Elsa’s heritage alive in Meru National Park

Elsa's grave at Meru National Park. (Photo: Jeckonia Otieno)

Meru National Park is one of the country’s biggest parks and is known for rehabilitation of elephants from other parks and reserves.

The park is home to lions and is key to activism on protection of the big cats. This heritage was founded on the movie, Born Free which was about a lioness named Elsa.

The movie remains a heritage of the park after two actors Virginia McKenna and Bill Travers sought to relive the life of George and Joy Adamson, a couple who lived in the park.

The Adamsons’ life is remembered mostly due to the fame attached to Elsa who was brought home, alongside two other lions, by George after he killed their mother in self defence.

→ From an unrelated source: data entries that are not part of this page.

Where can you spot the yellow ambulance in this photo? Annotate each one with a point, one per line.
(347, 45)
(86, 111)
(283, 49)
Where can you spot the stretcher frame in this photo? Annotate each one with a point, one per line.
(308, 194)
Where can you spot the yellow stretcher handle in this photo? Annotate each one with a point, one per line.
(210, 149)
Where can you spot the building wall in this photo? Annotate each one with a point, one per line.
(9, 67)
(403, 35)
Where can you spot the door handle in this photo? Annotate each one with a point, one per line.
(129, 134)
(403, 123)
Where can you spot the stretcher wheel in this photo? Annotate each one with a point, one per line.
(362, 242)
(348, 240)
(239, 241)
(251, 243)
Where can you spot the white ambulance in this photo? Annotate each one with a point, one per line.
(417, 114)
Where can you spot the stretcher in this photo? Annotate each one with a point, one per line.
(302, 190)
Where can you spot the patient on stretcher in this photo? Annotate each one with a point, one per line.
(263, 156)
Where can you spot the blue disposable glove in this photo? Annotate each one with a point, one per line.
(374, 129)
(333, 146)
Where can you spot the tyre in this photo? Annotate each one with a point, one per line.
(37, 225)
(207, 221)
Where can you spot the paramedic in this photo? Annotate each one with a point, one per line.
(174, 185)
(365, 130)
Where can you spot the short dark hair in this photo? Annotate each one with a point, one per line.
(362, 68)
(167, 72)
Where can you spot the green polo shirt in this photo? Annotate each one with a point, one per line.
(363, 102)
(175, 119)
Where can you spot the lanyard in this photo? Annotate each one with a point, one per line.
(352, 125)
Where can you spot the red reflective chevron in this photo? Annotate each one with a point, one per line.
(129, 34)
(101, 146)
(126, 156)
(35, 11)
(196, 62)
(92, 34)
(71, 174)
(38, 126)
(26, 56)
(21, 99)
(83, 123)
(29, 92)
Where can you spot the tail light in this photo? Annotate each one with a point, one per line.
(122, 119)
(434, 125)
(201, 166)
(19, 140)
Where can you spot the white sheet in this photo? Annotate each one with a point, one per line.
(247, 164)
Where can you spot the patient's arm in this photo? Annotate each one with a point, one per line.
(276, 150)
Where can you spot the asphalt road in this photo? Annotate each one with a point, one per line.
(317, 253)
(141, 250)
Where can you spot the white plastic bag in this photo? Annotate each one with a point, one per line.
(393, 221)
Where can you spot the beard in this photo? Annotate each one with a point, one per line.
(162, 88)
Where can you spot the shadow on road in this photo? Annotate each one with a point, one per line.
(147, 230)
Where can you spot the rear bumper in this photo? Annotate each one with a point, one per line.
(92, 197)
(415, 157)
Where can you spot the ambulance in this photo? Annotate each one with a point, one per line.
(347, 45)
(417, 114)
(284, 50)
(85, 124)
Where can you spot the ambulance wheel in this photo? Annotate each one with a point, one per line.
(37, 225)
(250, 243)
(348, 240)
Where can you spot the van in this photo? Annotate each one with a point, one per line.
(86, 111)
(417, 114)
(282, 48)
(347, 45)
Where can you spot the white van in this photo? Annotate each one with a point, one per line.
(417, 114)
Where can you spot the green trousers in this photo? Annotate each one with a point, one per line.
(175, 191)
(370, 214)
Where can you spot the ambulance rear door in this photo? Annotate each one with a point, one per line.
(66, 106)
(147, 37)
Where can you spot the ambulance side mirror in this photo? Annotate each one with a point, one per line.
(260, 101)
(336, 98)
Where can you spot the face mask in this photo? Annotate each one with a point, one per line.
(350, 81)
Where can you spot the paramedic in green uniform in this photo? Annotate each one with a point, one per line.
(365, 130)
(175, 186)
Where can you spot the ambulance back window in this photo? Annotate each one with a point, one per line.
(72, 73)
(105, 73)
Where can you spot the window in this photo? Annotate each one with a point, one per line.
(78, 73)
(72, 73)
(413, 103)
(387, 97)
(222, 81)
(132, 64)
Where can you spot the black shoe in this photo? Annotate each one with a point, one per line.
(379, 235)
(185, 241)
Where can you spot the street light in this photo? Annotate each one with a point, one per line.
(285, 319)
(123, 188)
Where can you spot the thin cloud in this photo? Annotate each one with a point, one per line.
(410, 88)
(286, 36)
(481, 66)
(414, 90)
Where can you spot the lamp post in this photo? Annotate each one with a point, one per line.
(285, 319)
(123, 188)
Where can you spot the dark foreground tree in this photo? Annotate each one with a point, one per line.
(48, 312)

At the border between Meru and Tharaka Nithi counties, along a river bank, lies Elsa’s grave. It has inspired so much interest in conservation of lions in the park and beyond.

Elsa lived in the park between 1956 and 1961 and George would take a walk with her together with other lions. This dalliance with lions helped change many people’s perspective about lions and the need to conserve them.

A few years ago, before a fence was erected around the park to prevent human-wildlife conflict, elephants would go to give birth at the Ngaya Forest but population explosion and development around the park stopped this.

The park has a wide variety of birds including the marabou storks which are important in cleaning what other carnivores have left behind. They are in the cleaning ministry with hyenas which are so many that we kept bumping in to them when we were conducting a census of lions.

The exercise was being conducted by Kenya Wildlife Service rangers and officers from the Born Free Foundation, an animal Charity that Bill Travers and Virginia McKenna started.

Meru National Park has several steams running through it, and their waters are clean because they are not polluted by humans.

If you go on a game drive in the afternoons, you are likely to spot browsers such as antelopes, dikdiks and gazelles but not carnivores because they hunt at night. There are also baboons, monkeys and foxes.

The park has a rhino sanctuary which also houses buffaloes. If you want to see more animals, you can cross over to the Kora and Mwingi National Reserves. There are accommodation facilities in and around the park.